In the last few lines of Ode 4, the chorus places responsibility for Antigone's death on
a. Niobe
b. Creon
c. the family curse
d. Antigone herself

From reading Ode 4, I know that the answer is not A or B. Personally, I think it is D, but whenever I look online most people are saying it is C.
can someone help please???

4 answers

Here is all of Ode 4:

All Danae’s beauty was locked away
In a brazen cell where the sunlight could not come:
A small room, still as any grave, enclosed her.
Yet she was a princess too,
And Zeus in a rain of gold poured love upon her.
O child, child,
No power in wealth or war
Or tough sea-blackened ships
Can prevail against untiring Destiny![Antistrophe 1]
And Dryas’ son
Also, that furious king,
Bore the god’s prisoning anger for his pride:
Sealed up by Dionysos in deaf stone,
His madness died among echoes.
So at the last he learned what dreadful power
His tongue had mocked:
For he had profaned the revels,
And fired the wrath of the nine
Implacable Sisters
That love the sound of the flute.[Strophe 2]
And old men tell a half-remembered tale
Of horror done where a dark ledge splits the sea
And a double surf beats on the gray shores:
How a king’s new woman, sick
With hatred for the queen he had imprisoned,
Ripped out his two son’s eyes with her bloody hands
While grinning Ares watched the shuttle plunge
Four times: four blind wounds crying for revenge,[Antistrophe 2]
Crying, tears and blood mingled, ––Piteously born,
Those sons whose mother was of heavenly birth!
Her father was the god of the North Wind
And she was cradled by gales,
She raced with young colts on the glittering hills
And walked untrammeled in the open light:
But in her marriage deathless Fate found means
To build a tomb like yours for all her joy.
Her father was the god of the North Wind
And she was cradled by gales,

...deathless Fate found means
To build a tomb...

What do you think?
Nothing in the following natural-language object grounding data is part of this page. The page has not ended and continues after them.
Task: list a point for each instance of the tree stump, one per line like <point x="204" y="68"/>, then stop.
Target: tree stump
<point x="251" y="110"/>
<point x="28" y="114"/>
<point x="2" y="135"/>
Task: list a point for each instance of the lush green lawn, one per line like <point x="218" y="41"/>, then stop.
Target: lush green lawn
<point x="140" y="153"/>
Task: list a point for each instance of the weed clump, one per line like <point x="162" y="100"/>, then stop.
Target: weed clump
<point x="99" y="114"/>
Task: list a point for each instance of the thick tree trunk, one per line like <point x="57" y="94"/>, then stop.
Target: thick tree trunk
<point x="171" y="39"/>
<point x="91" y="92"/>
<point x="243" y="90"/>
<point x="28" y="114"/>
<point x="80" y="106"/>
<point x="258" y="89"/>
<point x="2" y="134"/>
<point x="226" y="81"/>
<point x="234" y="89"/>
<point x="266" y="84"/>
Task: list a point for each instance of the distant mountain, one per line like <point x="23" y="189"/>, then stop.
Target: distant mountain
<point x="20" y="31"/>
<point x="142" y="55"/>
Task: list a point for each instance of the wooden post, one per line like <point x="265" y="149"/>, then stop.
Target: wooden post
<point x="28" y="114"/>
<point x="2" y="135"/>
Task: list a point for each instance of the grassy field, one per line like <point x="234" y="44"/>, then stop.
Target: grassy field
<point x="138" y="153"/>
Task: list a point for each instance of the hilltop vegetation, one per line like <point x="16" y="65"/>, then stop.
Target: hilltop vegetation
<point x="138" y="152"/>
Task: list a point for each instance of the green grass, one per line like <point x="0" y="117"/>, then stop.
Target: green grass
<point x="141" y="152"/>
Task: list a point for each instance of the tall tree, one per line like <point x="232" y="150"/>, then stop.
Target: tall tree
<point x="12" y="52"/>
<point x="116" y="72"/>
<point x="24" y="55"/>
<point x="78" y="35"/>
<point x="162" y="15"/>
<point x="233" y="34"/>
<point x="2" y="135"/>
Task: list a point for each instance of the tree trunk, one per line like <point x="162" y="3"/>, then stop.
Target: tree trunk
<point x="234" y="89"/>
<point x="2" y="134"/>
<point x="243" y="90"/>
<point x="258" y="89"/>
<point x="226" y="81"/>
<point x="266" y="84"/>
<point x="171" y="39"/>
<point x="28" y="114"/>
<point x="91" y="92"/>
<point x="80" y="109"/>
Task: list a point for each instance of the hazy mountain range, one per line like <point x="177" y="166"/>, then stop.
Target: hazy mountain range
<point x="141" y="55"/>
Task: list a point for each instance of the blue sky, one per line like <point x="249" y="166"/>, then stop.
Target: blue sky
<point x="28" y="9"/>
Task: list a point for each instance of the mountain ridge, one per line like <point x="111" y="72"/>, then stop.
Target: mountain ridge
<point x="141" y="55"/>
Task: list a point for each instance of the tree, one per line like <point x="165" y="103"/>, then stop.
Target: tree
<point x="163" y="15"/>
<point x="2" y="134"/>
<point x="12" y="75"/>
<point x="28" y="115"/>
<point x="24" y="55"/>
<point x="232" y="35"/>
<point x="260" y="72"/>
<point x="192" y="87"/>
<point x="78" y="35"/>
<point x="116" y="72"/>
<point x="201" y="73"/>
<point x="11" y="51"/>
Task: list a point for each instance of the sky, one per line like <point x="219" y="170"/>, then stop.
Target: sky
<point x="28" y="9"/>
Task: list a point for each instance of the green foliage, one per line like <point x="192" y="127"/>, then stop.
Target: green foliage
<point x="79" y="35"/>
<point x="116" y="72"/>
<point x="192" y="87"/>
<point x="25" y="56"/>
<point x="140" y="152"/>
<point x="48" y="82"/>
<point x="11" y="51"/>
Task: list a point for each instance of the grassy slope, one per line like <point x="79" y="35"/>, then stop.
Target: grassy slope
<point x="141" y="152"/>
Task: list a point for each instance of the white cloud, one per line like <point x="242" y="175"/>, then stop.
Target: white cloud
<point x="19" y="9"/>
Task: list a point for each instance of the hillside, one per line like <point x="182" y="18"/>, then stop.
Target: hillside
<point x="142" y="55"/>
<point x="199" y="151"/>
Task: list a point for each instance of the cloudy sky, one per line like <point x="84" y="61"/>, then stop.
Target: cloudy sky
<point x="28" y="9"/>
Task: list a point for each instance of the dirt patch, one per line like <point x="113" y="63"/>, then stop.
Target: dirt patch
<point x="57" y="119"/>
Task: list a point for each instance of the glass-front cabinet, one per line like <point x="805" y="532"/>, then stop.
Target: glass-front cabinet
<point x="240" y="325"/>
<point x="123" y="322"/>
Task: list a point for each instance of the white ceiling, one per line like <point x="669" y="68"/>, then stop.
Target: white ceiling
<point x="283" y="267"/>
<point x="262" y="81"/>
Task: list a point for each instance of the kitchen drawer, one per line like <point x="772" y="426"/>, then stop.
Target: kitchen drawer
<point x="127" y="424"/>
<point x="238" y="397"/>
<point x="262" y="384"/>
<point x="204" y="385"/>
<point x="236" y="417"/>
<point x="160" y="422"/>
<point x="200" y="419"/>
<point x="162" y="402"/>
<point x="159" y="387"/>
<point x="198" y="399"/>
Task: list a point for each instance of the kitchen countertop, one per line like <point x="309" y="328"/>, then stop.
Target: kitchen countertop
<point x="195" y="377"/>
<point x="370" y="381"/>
Is Fate something that is inevitable, determined by something beyond one's own control? https://www.merriam-webster.com/dictionary/fate
I think fate is inevitable and beyond one's control. Judging from this, would the answer be C. the family curse?
It might well be. I think so. Keep in mind, too, that there may be disagreement. Art, whether a play or a painting (whatever) means something somewhat different to each observer. Since this is multiple choice, though, only one answer will be considered correct. When the chorus, speaking for Euripides, brings in Fate, though, I think he meant the family legacy.